You must do the following for your property to follow good patrolling fundamentals:
- Draw a map of your property: this is a sensitive item! Do not allow it to leave the property.
- On the map, outline all natural and man-made terrain features, as well as what is adjacent to the property.
- Determine danger areas: these are areas that would enable an enemy or attacker to make maximum use of the terrain to gain the advantage. Examples of this would be a hilltop overlooking your house, or a large boulder near the end of the driveway with a view of your front door on either side of it.
- Determine the route and area you would patrol, and how many people this would need. You may have someone who always observes (a guard station) in the third-floor attic; however, that person can’t see everything…where a roving patrol can “flush” out someone hidden out of the view of the sentry. Will you walk the whole perimeter of the property? Or will you zig-zag back and forth, covering it that way? You’ll have to determine what is optimal.
- Fighting positions: you may need to set up or construct some hasty fighting positions near your patrol route. Keep in mind: any fortified hasty position can be used against your house by an opponent, as well. You can find all that you need on this in the infantry field manual. These can suit purposes of defending a property.
- Measure distances and note azimuths from the house to different points on the property: I’ve done articles on sector stakes and sector sketches in the past. They work, and they’ll work for you as well. They take the “guesswork” out of things and give you an edge to work with.
You need security 24/7 after the S hits the fan. You’ll have to work out a schedule. Basically, patrolling the property for 2-4 hours is monotonous work. You’ll need VOX’s (voice-activated radios) or Motorola’s to use, and a schedule of frequencies to hop back and forth with. Remember: if you can speak on a radio, someone else besides your team/family member can listen in as well.

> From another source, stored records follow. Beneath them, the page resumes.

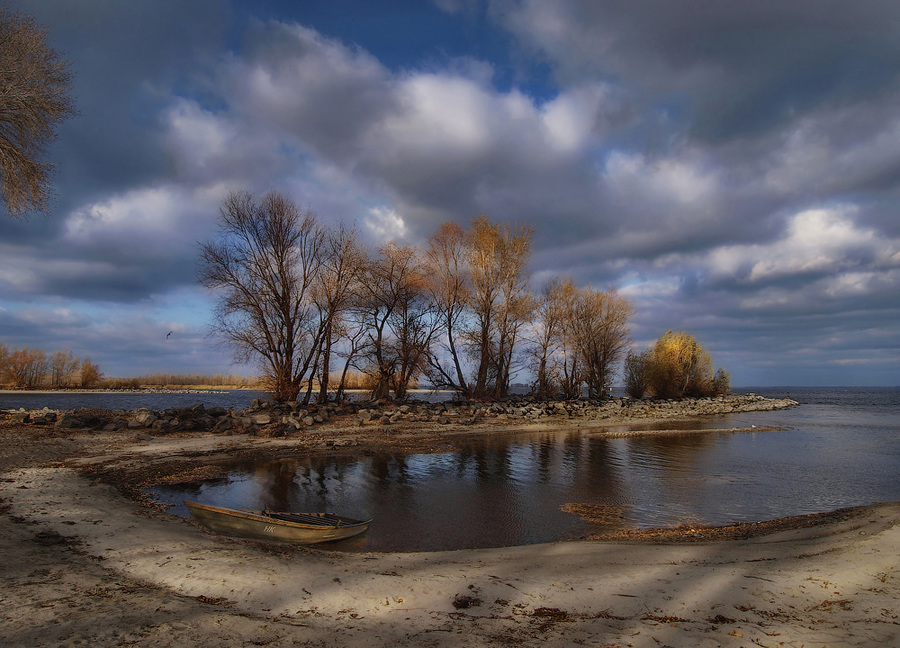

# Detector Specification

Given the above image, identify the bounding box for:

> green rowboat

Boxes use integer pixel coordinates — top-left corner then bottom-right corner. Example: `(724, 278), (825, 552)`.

(184, 500), (372, 544)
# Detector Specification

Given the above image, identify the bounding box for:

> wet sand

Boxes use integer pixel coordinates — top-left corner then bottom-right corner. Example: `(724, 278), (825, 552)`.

(0, 416), (900, 648)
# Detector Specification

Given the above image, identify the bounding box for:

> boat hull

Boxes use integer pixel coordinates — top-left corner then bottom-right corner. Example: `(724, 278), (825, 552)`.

(184, 500), (371, 544)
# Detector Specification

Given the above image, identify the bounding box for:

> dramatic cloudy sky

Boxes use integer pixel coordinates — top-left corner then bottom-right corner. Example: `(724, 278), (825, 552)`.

(0, 0), (900, 385)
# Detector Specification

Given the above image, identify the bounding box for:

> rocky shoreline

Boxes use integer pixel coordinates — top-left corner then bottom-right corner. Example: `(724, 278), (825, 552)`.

(2, 394), (799, 437)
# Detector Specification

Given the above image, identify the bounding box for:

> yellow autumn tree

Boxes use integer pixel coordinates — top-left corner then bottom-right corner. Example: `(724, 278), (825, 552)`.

(645, 331), (729, 398)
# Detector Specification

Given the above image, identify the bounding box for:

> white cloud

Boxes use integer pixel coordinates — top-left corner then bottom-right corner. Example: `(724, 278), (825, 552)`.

(364, 207), (407, 242)
(709, 205), (898, 283)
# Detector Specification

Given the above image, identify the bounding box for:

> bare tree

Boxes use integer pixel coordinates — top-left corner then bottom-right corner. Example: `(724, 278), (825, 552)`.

(81, 358), (103, 389)
(466, 216), (532, 398)
(362, 242), (433, 400)
(0, 344), (9, 385)
(572, 287), (634, 398)
(0, 8), (75, 215)
(531, 277), (576, 398)
(6, 347), (49, 389)
(200, 192), (324, 401)
(310, 225), (368, 403)
(425, 223), (471, 395)
(50, 349), (81, 388)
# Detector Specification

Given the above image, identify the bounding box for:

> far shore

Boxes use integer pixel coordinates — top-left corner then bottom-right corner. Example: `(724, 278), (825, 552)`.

(0, 399), (900, 648)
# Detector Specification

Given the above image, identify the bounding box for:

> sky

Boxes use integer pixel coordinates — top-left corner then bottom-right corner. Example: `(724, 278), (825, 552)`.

(0, 0), (900, 386)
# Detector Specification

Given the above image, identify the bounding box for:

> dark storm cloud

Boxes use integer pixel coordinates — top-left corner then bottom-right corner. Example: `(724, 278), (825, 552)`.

(492, 0), (900, 139)
(0, 0), (900, 381)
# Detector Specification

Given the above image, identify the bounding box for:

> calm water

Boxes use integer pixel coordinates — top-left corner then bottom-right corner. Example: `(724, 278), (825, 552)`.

(154, 388), (900, 551)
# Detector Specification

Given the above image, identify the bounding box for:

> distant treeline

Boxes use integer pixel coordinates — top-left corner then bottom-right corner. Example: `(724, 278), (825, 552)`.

(0, 344), (260, 389)
(0, 344), (103, 389)
(0, 344), (384, 389)
(119, 373), (259, 389)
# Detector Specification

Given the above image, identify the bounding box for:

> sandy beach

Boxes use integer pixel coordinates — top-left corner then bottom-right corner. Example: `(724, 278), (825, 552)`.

(0, 410), (900, 648)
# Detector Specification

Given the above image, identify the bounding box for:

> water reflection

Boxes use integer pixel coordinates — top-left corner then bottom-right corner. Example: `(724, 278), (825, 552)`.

(156, 410), (900, 551)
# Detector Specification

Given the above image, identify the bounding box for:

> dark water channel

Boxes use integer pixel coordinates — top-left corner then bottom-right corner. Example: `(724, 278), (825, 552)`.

(153, 391), (900, 551)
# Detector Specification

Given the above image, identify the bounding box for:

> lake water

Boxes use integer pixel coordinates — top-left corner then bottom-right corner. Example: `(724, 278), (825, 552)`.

(153, 387), (900, 551)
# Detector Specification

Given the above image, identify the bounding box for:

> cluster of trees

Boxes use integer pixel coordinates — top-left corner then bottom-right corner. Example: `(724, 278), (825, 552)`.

(0, 7), (75, 215)
(0, 344), (103, 389)
(624, 331), (730, 398)
(201, 192), (633, 401)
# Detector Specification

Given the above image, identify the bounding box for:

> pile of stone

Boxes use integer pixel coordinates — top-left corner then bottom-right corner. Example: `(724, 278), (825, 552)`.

(6, 394), (797, 436)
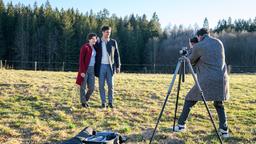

NVG’s: Night Vision Goggles/Night Vision Devices – these are great to use until the firefight begins. If they’re on your face when that happens? Well, you’ll be hard pressed just to recover seeing. The best ones to use are hand-held ones that you can take a quick peek and then take them off. This way you don’t lose your night vision completely.
Just please keep this in mind: double up on that equipment and stick one of each item in a Faraday cage. If an EMP hits, you’ll be glad you did.
You will need to range the property and the perimeter, checking for any vehicles, suspicious individuals moving in the area (all individuals are suspicious after the SHTF event), and individuals or groups making a move (incursion) onto the property. This is where ROE (Rules of Engagement) come in. Depending on the size and spread of the intruders, you need to determine the maximum you (as an individual or a group) number of hostiles you will engage and when you will break contact.
SALUTE for Safety
Before you make any contact, you want to radio in a SALUTE report to whoever is on radio watch. This is to alert the family/team that there is going to be a problem and to provide them with as much intel as possible prior to contact being made. Here is the “refresher” on SALUTE:
S – Size: the size of the group/unit
A – Activity: what are they doing? Are they engaged in any other activity besides approaching the house?
L – Location: Exactly where are they on the property?
U – Uniform/Unit: Any distinguishing clothing/headgear/patches that mark them as a group or gang?
T – Time: The time you observe them doing all of this
E – Equipment: what weapons/special equipment are they carrying?
You’ll be coming up with procedures and plans to deal with different types of threats in accordance with what you learn. Patrolling is a combination of scouting/reconnaissance and being a guard/sentry. You’re ready to defend, and yet you’re performing intelligence-gathering as you safeguard your property. Your focus is to conduct the patrols and yet be as non-obsequious as possible. Stealth and guarded movements will keep you out of the limelight. A sentry stays put, maybe walking to and fro a short distance. When you patrol, you have a lot more ground to keep an eye on. This (and those references) will get you started.